WAHLBERG LE TUEUR D'ELEPHANS.


La Suède a perdu récemment un des voyageurs les plus hardis, les plus dévoués au service de la science qu’elle ait jamais comptés parmi ses enfans. Mort à quarante-six ans, tué cruellement dans une de ces chasses à l’éléphant où il s’était rendu célèbre, Wahlberg promettait de devenir un des plus illustres naturalistes d’un pays qui en a beaucoup produit. Il mérite une place dans la phalange de ces courageux élèves de Linné que leur maître envoyait explorer le monde, et qui ont fait tant de conquêtes sur le domaine de la nature. Il a continué et agrandi les travaux commencés en Afrique par Sparman et Thunberg. Tout un musée spécial pour les productions de l’Afrique du sud témoigne aujourd’hui à Stockholm de ses intelligens travaux et de ses succès. Il n’aura pas peu contribué à la solution du grand problème de la connaissance de l’Afrique intérieure.

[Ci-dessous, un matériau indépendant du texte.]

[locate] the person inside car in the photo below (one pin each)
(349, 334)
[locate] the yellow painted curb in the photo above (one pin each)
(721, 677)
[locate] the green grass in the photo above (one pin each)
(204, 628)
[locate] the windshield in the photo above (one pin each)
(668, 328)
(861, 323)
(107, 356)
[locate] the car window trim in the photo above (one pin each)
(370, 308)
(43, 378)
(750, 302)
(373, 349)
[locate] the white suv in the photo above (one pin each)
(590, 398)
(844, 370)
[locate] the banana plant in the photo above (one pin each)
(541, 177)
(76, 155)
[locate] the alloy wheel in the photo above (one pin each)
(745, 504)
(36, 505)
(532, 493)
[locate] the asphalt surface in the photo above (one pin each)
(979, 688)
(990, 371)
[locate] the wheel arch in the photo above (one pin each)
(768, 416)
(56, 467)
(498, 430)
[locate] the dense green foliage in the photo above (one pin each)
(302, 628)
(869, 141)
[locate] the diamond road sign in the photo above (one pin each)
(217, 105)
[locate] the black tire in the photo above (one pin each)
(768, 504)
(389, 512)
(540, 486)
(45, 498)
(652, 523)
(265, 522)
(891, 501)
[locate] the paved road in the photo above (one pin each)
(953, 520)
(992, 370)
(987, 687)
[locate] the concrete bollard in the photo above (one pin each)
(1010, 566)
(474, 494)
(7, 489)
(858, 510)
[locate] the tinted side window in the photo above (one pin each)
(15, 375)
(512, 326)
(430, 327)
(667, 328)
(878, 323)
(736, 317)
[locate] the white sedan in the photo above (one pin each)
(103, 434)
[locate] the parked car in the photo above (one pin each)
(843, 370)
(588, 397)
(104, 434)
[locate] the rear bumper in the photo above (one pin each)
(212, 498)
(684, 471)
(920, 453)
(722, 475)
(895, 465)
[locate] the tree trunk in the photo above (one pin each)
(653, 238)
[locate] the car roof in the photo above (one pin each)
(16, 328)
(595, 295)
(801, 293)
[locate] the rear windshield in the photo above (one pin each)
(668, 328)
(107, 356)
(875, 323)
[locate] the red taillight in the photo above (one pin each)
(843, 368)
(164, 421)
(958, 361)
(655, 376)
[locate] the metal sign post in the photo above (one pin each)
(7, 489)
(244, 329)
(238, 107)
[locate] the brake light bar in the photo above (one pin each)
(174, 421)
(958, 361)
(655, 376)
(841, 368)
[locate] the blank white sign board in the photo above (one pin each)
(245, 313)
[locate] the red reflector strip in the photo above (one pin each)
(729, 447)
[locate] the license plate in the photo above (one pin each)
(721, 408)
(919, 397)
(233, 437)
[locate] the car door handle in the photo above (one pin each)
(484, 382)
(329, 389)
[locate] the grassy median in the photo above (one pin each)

Voilà un vrai pionnier de la civilisation, qui a rempli son rôle avec une mâle énergie, et qui a succombé avant l’âge, à son poste, en présence de l’ennemi.

J.-A. Wahlberg, mort en Afrique le 6 mars 1856, était né près de Gothenbourg, en Suède, le 9 octobre 1810, d’une famille de négocians. Orphelin à onze ans, il acheva studieusement ses classes, d’abord au gymnase, puis à l’université d’Upsal, et il fut reçu ingénieur. Déjà cependant un attrait particulier lui avait révélé sa vocation : épris des charmes et même des dangers de la nature du Nord, il avait tenté des excursions nombreuses dans les alpes norvégiennes, dans les vastes solitudes de Laponie et de Finmark, et dans les îles qui entourent la péninsule suédo-norvégienne. Le sol même de la patrie avait offert les premières amorces à cette curiosité, à cette audace du naturaliste et du chasseur qui devait être la passion dominante de sa vie. Toutefois il fut avant tout l’homme de la science. Loin de se laisser aveuglément entraîner à l’enivrement que lui causait un commerce intime avec cette nature dont il était épris, loin de se perdre, sous l’empire d’une imagination surexcitée, dans le plaisir haletant des chasses ou dans la dispersion animée des voyages, il eut cette constante pensée d’être utile à la science, et, comme ce bon général d’armée de qui les lumières, contrairement aux autres hommes, croissaient avec le péril, nous le verrons affronter les plus grands dangers et des difficultés inouïes dans le seul espoir de satisfaire aux exigences les plus précises de la science ; nous le verrons accomplir, en présence même des obstacles et des périls, les travaux les plus patiens.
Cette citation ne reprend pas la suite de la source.